— Да понятно! Кот же, да? — с надеждой предположил он. — Она всяко кошка, ну кошка же, ну… правда?.. Горный лев, ягуар, да хотя бы долбаный ирбис, только бы покрупнее…
— Не кошка, — мотнул головой Торн, отбрасывая с глаз длинные чёрные волосы. Опустил голову, прижался ухом к часто вздымающейся груди Билли, по-звериному провёл носом вверх, к исцарапанной шее. Выпачкал длинные белые пальцы в её крови, медленно облизал. — Похоже, но она скорее… Ох, Бездна, ну почему лиса?!
— Лиса? — переспросил Фэрн чуть не фальцетом. И тут же судорожно закусил задрожавшую губу. — Блин, да за что ей такое?! Да там же три стоуна веса, ну четыре максимум! А девчонка втрое тяжелее! Грёбаная ты ж!..
— Фэрн.
Тот замолк, прикрыл горящие зверским огнём глаза, глубоко вдохнул пару раз. А затем поднялся, всё так же держа Билли крепко прижатой к груди, и окинул Макса холодным взглядом.
— По-хорошему не выйдет, так что оттащу её в подвал и буду по-плохому. Ты, труполюб, в ту сторону даже не дышишь. Торн, проследи.

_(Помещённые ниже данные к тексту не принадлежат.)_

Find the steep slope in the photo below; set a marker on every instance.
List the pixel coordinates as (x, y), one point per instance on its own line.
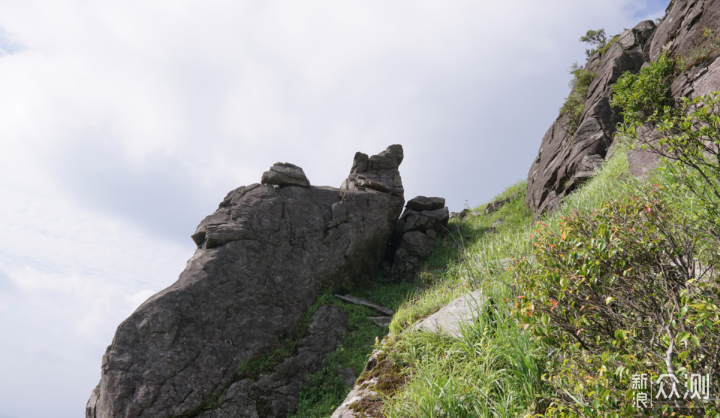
(564, 161)
(262, 258)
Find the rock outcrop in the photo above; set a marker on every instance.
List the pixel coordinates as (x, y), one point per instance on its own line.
(564, 160)
(262, 258)
(285, 174)
(415, 235)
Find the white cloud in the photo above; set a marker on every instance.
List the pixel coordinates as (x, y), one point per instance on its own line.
(123, 124)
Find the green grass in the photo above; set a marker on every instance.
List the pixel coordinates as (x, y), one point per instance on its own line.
(324, 391)
(495, 368)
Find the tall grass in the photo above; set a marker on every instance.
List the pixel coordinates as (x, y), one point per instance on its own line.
(494, 369)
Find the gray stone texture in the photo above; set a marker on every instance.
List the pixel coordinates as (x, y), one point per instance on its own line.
(415, 236)
(285, 174)
(452, 317)
(556, 170)
(494, 206)
(262, 258)
(561, 156)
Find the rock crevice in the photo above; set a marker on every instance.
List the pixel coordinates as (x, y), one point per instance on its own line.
(261, 260)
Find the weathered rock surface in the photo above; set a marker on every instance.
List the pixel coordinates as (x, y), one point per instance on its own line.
(558, 168)
(261, 259)
(363, 401)
(360, 301)
(421, 203)
(415, 236)
(451, 317)
(378, 173)
(274, 395)
(285, 174)
(563, 161)
(494, 206)
(459, 215)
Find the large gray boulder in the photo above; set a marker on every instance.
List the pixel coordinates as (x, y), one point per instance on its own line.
(262, 258)
(562, 156)
(681, 31)
(415, 235)
(285, 174)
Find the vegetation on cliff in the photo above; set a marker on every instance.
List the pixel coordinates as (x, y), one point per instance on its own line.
(620, 281)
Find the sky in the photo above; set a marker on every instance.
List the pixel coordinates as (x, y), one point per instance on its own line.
(123, 124)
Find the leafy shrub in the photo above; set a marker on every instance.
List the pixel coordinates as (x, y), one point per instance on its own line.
(689, 136)
(645, 94)
(596, 39)
(575, 103)
(697, 55)
(621, 290)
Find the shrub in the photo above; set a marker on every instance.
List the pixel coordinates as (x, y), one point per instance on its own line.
(645, 94)
(623, 290)
(596, 39)
(575, 103)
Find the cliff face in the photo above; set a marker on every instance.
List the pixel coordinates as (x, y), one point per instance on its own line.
(564, 161)
(262, 258)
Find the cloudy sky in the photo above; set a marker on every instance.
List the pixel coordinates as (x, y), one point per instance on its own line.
(123, 124)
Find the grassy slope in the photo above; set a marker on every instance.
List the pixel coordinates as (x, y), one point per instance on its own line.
(495, 369)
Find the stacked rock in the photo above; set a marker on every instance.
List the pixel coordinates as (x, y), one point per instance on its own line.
(415, 234)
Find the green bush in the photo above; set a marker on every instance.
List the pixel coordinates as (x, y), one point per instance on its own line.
(575, 103)
(645, 94)
(597, 39)
(629, 288)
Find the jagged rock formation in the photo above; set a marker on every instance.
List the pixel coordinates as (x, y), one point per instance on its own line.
(415, 234)
(261, 259)
(681, 31)
(285, 174)
(564, 160)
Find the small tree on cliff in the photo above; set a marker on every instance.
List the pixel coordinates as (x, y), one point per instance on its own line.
(596, 39)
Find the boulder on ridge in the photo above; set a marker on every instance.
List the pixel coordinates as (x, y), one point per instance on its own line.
(553, 173)
(262, 258)
(285, 174)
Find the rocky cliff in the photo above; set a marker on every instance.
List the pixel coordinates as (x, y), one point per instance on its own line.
(565, 160)
(261, 261)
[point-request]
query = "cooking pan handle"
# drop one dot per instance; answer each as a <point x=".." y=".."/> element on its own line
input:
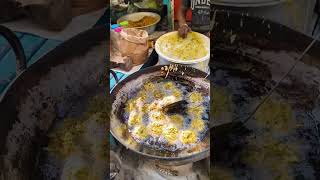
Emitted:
<point x="21" y="61"/>
<point x="114" y="75"/>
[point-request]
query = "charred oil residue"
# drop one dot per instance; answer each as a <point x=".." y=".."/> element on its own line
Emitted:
<point x="281" y="140"/>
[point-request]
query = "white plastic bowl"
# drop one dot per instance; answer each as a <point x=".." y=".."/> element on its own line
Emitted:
<point x="201" y="63"/>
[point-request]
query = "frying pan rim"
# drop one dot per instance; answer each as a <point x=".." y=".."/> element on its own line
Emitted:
<point x="205" y="153"/>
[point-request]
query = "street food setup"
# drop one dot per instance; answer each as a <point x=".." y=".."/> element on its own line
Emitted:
<point x="259" y="80"/>
<point x="152" y="69"/>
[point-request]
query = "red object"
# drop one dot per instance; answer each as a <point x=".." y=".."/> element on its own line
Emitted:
<point x="176" y="7"/>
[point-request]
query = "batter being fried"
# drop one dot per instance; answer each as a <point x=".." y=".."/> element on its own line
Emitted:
<point x="149" y="124"/>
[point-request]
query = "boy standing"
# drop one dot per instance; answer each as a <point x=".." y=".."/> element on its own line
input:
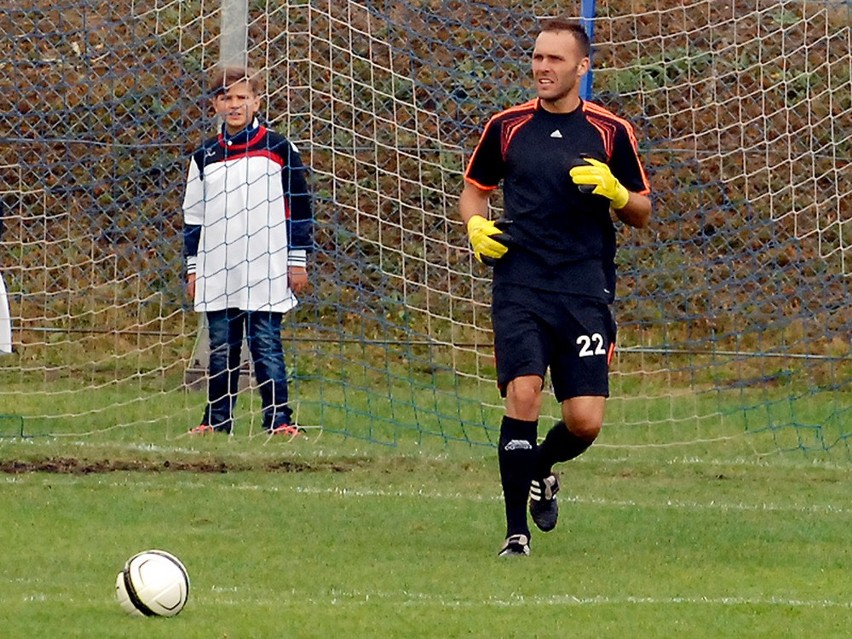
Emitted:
<point x="247" y="233"/>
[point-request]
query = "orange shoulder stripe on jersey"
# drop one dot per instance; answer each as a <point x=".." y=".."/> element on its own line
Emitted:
<point x="481" y="187"/>
<point x="528" y="106"/>
<point x="606" y="114"/>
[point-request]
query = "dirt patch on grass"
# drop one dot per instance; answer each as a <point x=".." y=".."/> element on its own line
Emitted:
<point x="75" y="466"/>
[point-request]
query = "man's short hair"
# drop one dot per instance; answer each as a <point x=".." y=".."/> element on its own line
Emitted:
<point x="221" y="78"/>
<point x="573" y="26"/>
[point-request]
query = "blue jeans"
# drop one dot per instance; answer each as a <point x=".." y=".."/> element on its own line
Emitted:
<point x="263" y="333"/>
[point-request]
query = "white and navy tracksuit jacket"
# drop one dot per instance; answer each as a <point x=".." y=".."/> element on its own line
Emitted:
<point x="247" y="217"/>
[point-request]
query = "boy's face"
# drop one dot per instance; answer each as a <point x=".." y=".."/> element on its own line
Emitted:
<point x="237" y="106"/>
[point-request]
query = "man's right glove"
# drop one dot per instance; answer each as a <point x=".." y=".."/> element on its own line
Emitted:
<point x="595" y="177"/>
<point x="484" y="239"/>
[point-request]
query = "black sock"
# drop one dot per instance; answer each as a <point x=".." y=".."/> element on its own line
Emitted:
<point x="516" y="455"/>
<point x="559" y="445"/>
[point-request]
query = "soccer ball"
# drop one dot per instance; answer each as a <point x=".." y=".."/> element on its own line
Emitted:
<point x="153" y="583"/>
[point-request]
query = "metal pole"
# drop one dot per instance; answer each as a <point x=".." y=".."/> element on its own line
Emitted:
<point x="233" y="40"/>
<point x="588" y="22"/>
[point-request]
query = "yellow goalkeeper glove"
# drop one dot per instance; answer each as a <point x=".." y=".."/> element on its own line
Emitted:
<point x="597" y="175"/>
<point x="484" y="236"/>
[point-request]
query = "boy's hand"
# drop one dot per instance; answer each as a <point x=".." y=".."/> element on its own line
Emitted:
<point x="597" y="175"/>
<point x="485" y="238"/>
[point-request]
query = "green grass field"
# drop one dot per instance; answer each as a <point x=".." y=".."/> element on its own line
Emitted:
<point x="325" y="536"/>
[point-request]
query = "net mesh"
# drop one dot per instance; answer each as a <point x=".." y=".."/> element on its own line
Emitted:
<point x="733" y="308"/>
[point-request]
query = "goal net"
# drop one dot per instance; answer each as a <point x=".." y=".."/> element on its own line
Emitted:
<point x="733" y="308"/>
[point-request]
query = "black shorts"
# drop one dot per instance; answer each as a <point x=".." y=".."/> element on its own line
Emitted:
<point x="535" y="330"/>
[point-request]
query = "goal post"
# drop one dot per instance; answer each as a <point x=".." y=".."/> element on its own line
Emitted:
<point x="733" y="307"/>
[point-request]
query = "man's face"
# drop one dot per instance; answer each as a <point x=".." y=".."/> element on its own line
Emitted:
<point x="557" y="67"/>
<point x="237" y="106"/>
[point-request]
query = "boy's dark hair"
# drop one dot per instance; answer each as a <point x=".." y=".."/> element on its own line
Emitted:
<point x="223" y="77"/>
<point x="573" y="26"/>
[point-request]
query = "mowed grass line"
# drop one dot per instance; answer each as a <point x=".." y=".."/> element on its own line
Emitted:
<point x="405" y="547"/>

И, не дожидаясь ответа, зверско-фейский гадёныш поволок его Билли вниз по лестнице. Гадёныш номер два же преградил Максу путь, не давая кинуться следом.
— Пусти, сучёныш, — угрожающе зашипел он.
— Не пущу. Нахер ты там не сдался, некрос, — возразили ему, упершись обманчиво хрупкой ладонью в грудь.
— Это мой дом и моя Билли. Пусти по-хорошему, волчонок.
Торн смерил его испытующим взглядом, прежде чем наконец заговорить:
— Билли будет захлебываться собственной кровью и орать как резаная. То есть почему «как»? С ней потому и пошёл Фэрн — я её рвать когтями и зубами не смогу. А ты не сможешь на это смотреть. Не сможешь, кем бы ты там ни был, — он скривил тонкий рот, затем продолжил, явно перевыполняя свою привычную норму общения: — Увы, вытащить этого зверя наружу можно только так. Лисицу видел когда-нибудь? Мелкий зверёк — верная смерть для перестарков, а уж если зашугать, придушить, не пускать наружу… — он покачал головой и ухмыльнулся — но горечи в этой ухмылке было больше, чем в иных слезах. — Пятьдесят процентов за то, что она не переживёт эту ночь. И часть вины будет лежать на тебе. Редкостные суки эти боги и богини, да, Эгертон?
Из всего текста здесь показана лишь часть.